Standing under an outdoor tent at the largest synagogue in Michigan, a group of rabbis on stage held up a piece of black cloth. In the crowd in front, many had pieces of black paper at their seats.
"Will each of you join us in this moment of grief and tear the square of paper you have been given?" Rabbi Blair Nosanwisch said Wednesday night at Temple Israel in West Bloomfield. "Take a breath in. And tear."
The rabbis then tore through the cloth and the crowd ripped through black pieces of paper to symbolize a mourning ritual that Jewish people perform after a loved one dies. But on this evening, the mourning was for the end of Roe v. Wade.
Hundreds of Jewish people gathered at the synagogue to rally for abortion rights, saying the rights of women, religious minorities and others are at stake. They expressed fear, but also called for people to mobilize to preserve rights in states, where decisions on abortion will be made now that the landmark 1973 Supreme Court ruling has been overturned.
"Something has been torn," Nosanwisch of Adat Shalom Synagogue in Farmington Hills said before helping tear the cloth. "It's something deeper and more powerful than the Supreme Court, than politics, than right or left. Something basic and true is being lost, and that is where we as Jews must turn to the few truths that are eternal. ... We love our country. We grieve for what she is losing. And so we tear."

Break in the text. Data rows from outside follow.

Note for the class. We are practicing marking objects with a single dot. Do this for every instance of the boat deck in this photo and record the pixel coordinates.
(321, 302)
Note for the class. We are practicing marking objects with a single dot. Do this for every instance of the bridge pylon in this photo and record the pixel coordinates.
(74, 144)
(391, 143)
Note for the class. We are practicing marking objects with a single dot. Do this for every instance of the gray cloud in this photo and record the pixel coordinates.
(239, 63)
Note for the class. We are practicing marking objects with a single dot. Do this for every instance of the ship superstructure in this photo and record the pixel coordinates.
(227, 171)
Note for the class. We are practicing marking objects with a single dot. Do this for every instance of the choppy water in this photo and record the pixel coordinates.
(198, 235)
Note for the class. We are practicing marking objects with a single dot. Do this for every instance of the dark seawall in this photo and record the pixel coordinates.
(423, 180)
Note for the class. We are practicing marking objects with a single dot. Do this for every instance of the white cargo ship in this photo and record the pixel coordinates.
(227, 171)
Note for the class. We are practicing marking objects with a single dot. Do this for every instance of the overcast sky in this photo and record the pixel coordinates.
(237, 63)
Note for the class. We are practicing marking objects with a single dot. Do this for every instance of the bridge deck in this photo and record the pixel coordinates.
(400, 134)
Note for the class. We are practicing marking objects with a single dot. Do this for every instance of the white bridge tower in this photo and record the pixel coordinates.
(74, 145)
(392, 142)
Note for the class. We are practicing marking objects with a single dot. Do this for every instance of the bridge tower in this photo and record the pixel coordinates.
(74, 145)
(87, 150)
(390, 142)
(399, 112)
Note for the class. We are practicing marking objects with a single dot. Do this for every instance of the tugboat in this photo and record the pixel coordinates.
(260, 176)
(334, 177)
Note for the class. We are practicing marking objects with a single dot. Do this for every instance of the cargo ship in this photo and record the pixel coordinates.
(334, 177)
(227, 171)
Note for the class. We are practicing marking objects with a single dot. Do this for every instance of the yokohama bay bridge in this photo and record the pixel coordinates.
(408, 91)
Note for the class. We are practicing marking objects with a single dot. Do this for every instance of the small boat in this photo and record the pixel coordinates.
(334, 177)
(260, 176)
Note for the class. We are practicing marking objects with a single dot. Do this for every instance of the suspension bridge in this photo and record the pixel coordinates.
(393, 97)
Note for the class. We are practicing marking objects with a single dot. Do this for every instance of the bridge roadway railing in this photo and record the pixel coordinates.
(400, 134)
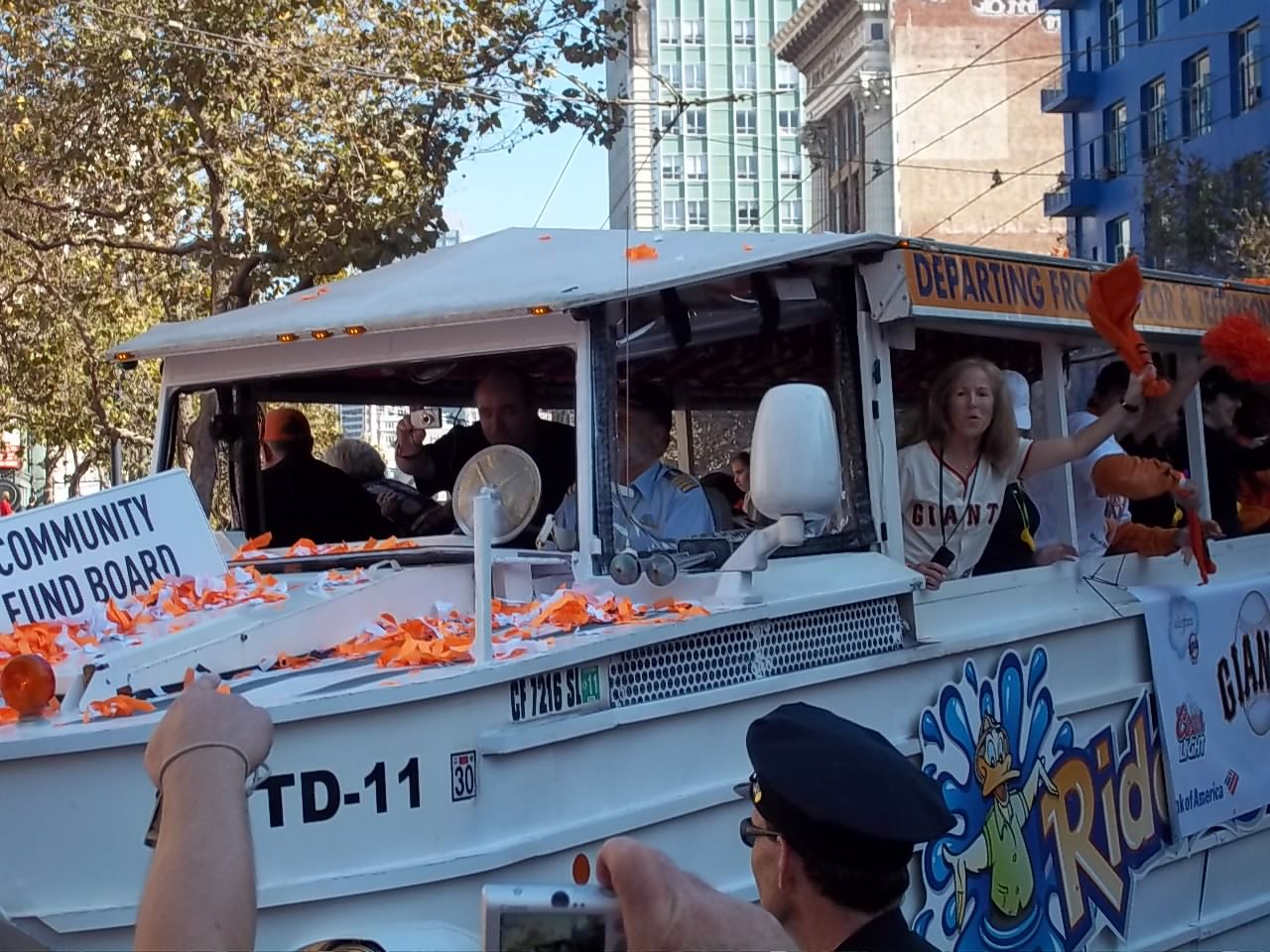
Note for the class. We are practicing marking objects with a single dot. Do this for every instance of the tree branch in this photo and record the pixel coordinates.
(64, 207)
(181, 250)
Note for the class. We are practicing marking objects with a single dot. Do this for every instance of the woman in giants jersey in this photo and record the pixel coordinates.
(952, 481)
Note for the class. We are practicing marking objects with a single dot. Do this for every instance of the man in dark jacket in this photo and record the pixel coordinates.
(305, 498)
(837, 812)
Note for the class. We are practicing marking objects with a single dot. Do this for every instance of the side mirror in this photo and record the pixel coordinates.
(795, 466)
(795, 472)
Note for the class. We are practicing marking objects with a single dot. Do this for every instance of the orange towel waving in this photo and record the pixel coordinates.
(1115, 296)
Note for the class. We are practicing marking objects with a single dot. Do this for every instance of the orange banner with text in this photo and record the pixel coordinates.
(965, 282)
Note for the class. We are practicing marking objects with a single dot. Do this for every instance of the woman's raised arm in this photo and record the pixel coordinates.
(1048, 453)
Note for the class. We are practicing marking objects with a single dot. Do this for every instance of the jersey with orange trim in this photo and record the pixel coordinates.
(971, 503)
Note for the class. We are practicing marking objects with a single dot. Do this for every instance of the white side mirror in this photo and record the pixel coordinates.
(795, 467)
(795, 472)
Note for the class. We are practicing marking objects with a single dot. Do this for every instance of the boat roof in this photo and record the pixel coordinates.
(497, 277)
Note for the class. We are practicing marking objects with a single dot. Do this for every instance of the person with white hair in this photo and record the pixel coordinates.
(409, 513)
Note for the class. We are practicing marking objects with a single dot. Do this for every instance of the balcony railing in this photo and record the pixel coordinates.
(1076, 198)
(1075, 91)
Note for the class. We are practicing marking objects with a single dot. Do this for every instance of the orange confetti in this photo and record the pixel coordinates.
(119, 706)
(642, 253)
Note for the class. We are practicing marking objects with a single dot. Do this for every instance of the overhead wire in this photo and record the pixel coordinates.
(1213, 121)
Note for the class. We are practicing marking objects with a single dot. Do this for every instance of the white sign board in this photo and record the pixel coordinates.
(1210, 662)
(60, 560)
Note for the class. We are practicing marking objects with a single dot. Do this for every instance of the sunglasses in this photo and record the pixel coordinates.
(749, 833)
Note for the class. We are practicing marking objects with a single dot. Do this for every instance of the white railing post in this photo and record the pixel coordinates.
(483, 535)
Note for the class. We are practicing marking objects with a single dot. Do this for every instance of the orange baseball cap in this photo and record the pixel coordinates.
(285, 424)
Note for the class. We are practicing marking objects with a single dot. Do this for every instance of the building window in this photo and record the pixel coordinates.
(1112, 32)
(1151, 18)
(1247, 59)
(1198, 95)
(1155, 117)
(1115, 136)
(1119, 245)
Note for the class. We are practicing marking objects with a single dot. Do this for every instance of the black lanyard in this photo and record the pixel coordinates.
(969, 499)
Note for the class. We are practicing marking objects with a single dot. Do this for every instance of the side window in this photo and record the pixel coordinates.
(190, 444)
(712, 352)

At the entrance to the tent, a sign from the National Council of Jewish Women read: “Abortion bans are against our religion.” Next to it was a table with petitions that attendees were asked to sign that would put on the ballot a proposal protecting reproductive rights in Michigan.
Linda Levy, who leads the Michigan chapter of the National Council, spoke at the rally, mentioning ways people can help to protect abortion rights, such as signing the petition.
"We are here because of sadness," Levy said. "But what you should not feel is defeated. Because what has happened is the fight for reproductive rights has changed. It has gone from the national fight to a state fight."
She mentioned the 1931 law in Michigan that criminalizes most abortions, but has been prevented from taking effect because of a judge's temporary injunction.
Jewish community leaders gave passionate speeches about how banning abortion violates Jewish faith and traditions.
"Our religion says that is the woman's right ... to make that decision" on abortion, said Rabbi Asher Lopatin, who is Orthodox and the executive director of the Jewish Community Relations Council of metro Detroit/American Jewish Committee. "And any decision by any court or by any statehouse across this country that says that the woman does not have that right violates the Jewish religion."
The crowd applauded his remarks.
Lopatin said there is a diversity of thought within Judaism and other religions about abortion, but ultimately, the state can't impose the views of a particular faith. In metro Detroit, there are Reform, Conservative, Orthodox, Reconstructionist and Humanist synagogues.
"There are disagreements, but we live in a country where it is illegal to establish a religion," he said. Abortion restrictions are "imposing a religion upon that woman and that should be illegal."
Jewish and Muslim leaders recently signed a joint statement expressing concern over the government intervening in a woman's right to choose, but acknowledged there are different views within their groups.
During the rally, several rabbis spoke the words of women who have had abortions and shared their personal stories on a social media website.
Noah Arbit, a member of Temple Israel who attended the rally and leads the Michigan Democratic Jewish Caucus, said he's concerned that the U.S. is turning into a theocracy.
It's "an assault on the religious freedom of Jews," said Arbit, of West Bloomfield, who's running for state representative. "No one has the right to ... prescribe their faith to someone else."
Before the tearing of the cloth, Nosanwisch explained the Jewish ritual.
"Our tradition has an ancient ritual stretching back to Jacob, King David and Job, that when we hear of the loss of a loved one, we tear our clothing," she said. "It's called kriah, tearing, and it is a response to hearing news that flattens us, leaving us breathless and unable to look forward. When that happens, we grab a hold of something solid, and rend it in two."
After the tearing, she said to the crowd: "Blessed are you ... our God, ruler of the universe, because you are the true judge. From this torn place, we seek to mend, not to erase what has been lost, but to move from the intensity of grief into repair."
Near the end of the rally, a cantor with Temple Beth El in Bloomfield Hills, Rachel Gottlieb Kalmowitz, led the crowd in singing: "Stand up for our mothers, stand up for each other."